Lawrence boards air concerns, offer suggestions on incentives policies

To some members of the Lawrence Joint Economic Development Council, proposed changes to policies governing financial incentives are seen as “limitations” hampering the city’s ability to draw businesses.

The JEDC was one of two city boards to weigh in Monday on the potential policy changes initiated by the City Commission. The additions include raising application fees for incentives, as well as require more analysis and setting a maximum for tax rebates. The Affordable Housing Advisory Board on Monday looked specifically at a provision to require residential developments receiving incentives to set aside units for low-income households.

After discussion, the JEDC decided to meet again and vote on their final recommendations to the City Commission. The AHAB voted Monday on three suggestions to commissioners. The City Commission is likely to receive all of the input in August, said Lawrence Economic Development Director Britt Crum-Cano.

While some city commissioners suggested the changes to better define their goals of creating primary jobs and increasing affordable housing stock — and get away from giving large tax breaks to apartment and hotel developments — one JEDC member said Monday the new policies would “limit tools in the toolbox.”

“Any of these limitations we’re discussing are not going to help us,” said member Jason Edmonds, a founding partner at Edmonds Duncan investment advisers. “It seems like if we set the rules and limitations in advance without knowing our prospects, you set yourself up to not even find out about the prospects.

“The purpose of our organization is to create as great a glide path to success in terms of economic development as possible, and we should caution against any addition of policy that might make us less competitive relative to another community.”

Bonnie Lowe, Lawrence chamber of commerce chief operating officer, said she was “thinking about the deals that we would lose.”

“I think the fact that we’re looking at this information as a community is already a red flag to site selectors,” Lowe said.

The council concluded the policies should include flexibility in order to recruit job creators such as manufacturing and research businesses to Lawrence.

Mayor Mike Amyx issued that caveat in January, when commissioners met about the changes. At the time, Amyx said he was concerned about applying a cap on tax abatements — proposed at 50 percent over 10 years — to manufacturing developments.

City Manager Tom Markus, who was present at Monday’s meeting, agreed the policies should accommodate those types of businesses.

“Jobs are so important to our community that flexibility has to be a key indicator in doing this,” Markus said. “To me, I’m pretty aggressive about trying to bring manufacturing and good jobs. That’s a priority for our community.”

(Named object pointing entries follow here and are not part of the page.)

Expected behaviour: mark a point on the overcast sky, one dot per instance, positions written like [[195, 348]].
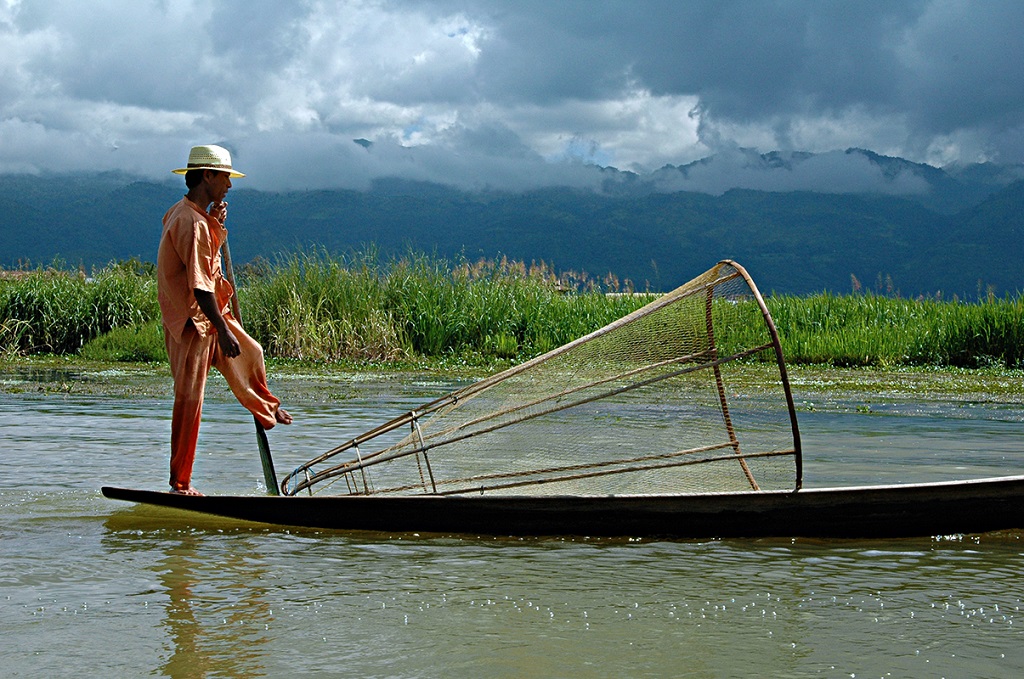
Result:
[[507, 93]]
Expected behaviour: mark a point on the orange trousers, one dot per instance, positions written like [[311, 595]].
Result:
[[190, 362]]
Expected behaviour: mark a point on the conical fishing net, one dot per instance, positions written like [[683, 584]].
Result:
[[687, 394]]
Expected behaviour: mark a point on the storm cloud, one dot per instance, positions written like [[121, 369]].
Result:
[[512, 94]]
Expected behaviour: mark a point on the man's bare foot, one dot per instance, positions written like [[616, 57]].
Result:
[[187, 491]]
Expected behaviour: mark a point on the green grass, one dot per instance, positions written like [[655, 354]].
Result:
[[356, 309]]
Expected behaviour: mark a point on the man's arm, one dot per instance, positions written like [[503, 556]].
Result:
[[225, 339]]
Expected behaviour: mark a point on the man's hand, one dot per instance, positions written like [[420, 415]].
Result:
[[228, 343], [219, 211], [225, 338]]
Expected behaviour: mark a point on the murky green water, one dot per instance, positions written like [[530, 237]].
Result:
[[97, 588]]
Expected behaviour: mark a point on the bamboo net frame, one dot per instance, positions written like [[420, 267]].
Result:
[[659, 374]]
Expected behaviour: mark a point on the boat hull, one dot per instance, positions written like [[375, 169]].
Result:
[[905, 510]]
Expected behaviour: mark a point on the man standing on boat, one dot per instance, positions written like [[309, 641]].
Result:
[[195, 300]]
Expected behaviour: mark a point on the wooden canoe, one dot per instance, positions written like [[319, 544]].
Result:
[[865, 511]]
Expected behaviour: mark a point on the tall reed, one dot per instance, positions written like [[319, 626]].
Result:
[[51, 310], [315, 306]]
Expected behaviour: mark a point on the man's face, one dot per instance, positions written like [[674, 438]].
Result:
[[218, 183]]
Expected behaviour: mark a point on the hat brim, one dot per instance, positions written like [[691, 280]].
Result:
[[233, 174]]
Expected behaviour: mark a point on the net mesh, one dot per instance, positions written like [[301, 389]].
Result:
[[655, 402]]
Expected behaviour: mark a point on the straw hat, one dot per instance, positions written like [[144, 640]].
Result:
[[210, 158]]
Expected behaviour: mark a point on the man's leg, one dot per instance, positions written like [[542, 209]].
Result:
[[246, 375], [190, 359]]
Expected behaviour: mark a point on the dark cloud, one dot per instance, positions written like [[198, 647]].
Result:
[[488, 92]]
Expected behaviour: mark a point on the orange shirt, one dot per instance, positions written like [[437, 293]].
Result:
[[189, 258]]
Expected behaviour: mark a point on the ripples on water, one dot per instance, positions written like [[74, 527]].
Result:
[[98, 588]]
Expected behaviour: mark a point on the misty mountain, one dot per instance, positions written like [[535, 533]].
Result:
[[956, 231]]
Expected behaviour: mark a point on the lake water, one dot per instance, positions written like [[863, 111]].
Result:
[[98, 588]]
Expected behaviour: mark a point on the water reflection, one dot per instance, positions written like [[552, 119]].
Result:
[[216, 611]]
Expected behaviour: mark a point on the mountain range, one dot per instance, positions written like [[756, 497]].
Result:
[[956, 230]]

But Markus stood firm on the need for more analysis on whether developers really need incentives to carry out their projects.

The proposed policies call for “but-for” analyses to be performed before deciding whether to award various incentives, including transportation development districts and community improvement districts. The analysis is already required for tax increment financing. The test determines whether a proposed project would not be financially possible “but for” the issuance of incentives.

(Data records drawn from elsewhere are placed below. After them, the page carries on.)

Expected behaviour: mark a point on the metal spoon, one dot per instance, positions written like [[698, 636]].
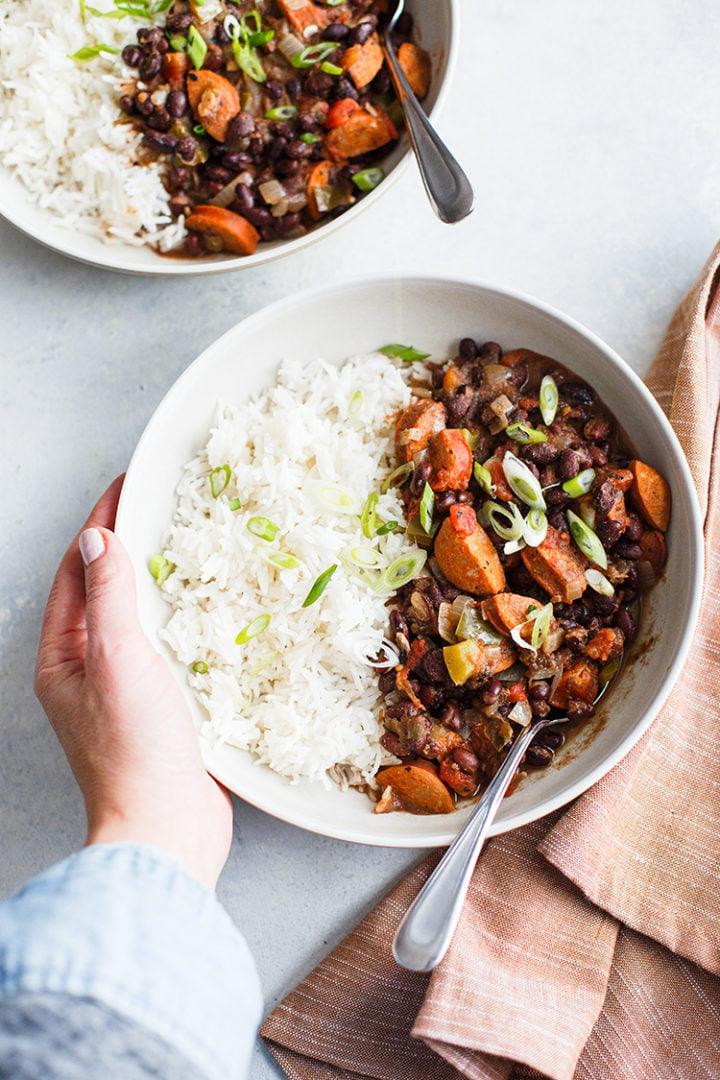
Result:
[[446, 184], [422, 937]]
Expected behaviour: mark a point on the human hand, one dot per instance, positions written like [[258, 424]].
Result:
[[118, 712]]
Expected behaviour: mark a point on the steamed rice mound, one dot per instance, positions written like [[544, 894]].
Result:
[[298, 696]]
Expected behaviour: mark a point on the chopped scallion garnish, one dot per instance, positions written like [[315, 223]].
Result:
[[403, 352], [426, 508], [548, 399], [587, 540], [197, 46], [262, 528], [522, 482], [160, 568], [522, 433], [313, 54], [253, 629], [368, 521], [320, 585], [581, 484], [282, 112], [367, 179], [219, 480]]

Cal Karlin, chair of the Chamber’s board, said businesses knew better than the city whether they were in need of incentives.

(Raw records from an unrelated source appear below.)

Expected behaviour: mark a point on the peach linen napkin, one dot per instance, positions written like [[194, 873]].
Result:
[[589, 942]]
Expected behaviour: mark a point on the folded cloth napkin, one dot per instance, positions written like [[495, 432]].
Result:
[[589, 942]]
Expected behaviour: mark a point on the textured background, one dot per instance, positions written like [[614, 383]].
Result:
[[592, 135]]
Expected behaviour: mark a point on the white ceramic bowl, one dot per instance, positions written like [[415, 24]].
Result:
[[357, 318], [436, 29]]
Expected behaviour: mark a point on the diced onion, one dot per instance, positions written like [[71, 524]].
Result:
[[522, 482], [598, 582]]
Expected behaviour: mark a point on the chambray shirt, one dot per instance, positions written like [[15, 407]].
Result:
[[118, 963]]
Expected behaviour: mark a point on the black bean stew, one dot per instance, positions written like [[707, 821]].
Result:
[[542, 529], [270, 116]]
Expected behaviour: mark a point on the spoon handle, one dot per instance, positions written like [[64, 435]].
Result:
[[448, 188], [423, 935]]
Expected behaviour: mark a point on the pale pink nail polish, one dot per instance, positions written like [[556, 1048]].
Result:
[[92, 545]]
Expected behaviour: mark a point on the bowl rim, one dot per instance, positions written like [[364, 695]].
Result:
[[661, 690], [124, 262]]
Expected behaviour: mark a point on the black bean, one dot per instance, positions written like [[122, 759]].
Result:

“Why do we get to be the puppet master?” Karlin asked. “Do we run off a really good company?”

In response, Markus said: “I don’t think we’re smarter than the industry we’re dealing with. But what you’re really asking is about an incentive, which is our business. We use this methodology to determine and protect the public’s investment to make sure we’re getting something worthy of investment. That’s what it’s about.”

JEDC members also took issue with part of the affordable housing requirement. Under that provision, a minimum 35 percent of units would have to be dedicated as affordable in incentivized residential developments with 50 or more total units. For developments with four to 49 units, 10 percent must be set aside as affordable.

Chamber CEO Larry McElwain said he would agree with “a low number.”

“That’s what I’m thinking,” he said. “Not 35 at all.”

Markus conceded 35 percent “seems pretty aggressive.”

Affordable housing board

The Affordable Housing Advisory Board also thought 35 percent was high. Members suggested it be lowered; however, the board also wanted to extend the duration units were required to be affordable. As is, the provision sets a 15-year minimum.

One of the suggestions the AHAB voted Monday to send to commissioners was to require 15 percent of units be affordable in developments with 50 or more units, but to require them to be affordable for at least 30 years.

“I love the 35 percent, of course,” said member Rebecca Buford, director of Tenants to Homeowners. “But we understand compromise and reasonableness, and in an attempt to show we’re reasonable, 35 percent should be the absolute high end.”

“I talked to developers who know the crisis we’re in and have said we can all be part of that solution, but that 35 percent scares the bejesus out of them.”

Shannon Oury, director of the Lawrence-Douglas County Housing Authority, said lengthening the requirement would ease her worries about loss of affordable housing stock.

“I think 15 years is short. Thirty years is better. Forever is great. It’s best,” Oury said.

The board also recommended that once tax rebates expire, a portion of the new tax revenue to the city be put into Lawrence’s affordable housing trust fund. The tax rebates are established through tax increment financing and the neighborhood revitalization act. Current TIF districts in Lawrence are at 1200 Oread Ave. and Ninth and Hew Hampshire streets. Lawrence has three developments receiving NRA rebates and four more that have been authorized.

Lastly, the board is suggesting residential developers receive more incentives for partnering with local nonprofit housing agencies to administer the affordable units.

John Harvey, director of resource development with the Lawrence Habitat for Humanity, said it would “promote partnerships.”

“It may force developers to work together who don’t usually want to work together,” Buford said. “Once they do, it won’t be as scary. Initially, they may have to be pushed.”

The board voted 9-1 to send the recommendations to the City Commission. Tim Stultz, a member of the Lawrence Home Builders Association, voted against them. He wanted money for affordable housing initiatives to come from Lawrence’s budget, rather than be placed on developers or market-rate tenants or homeowners, he said.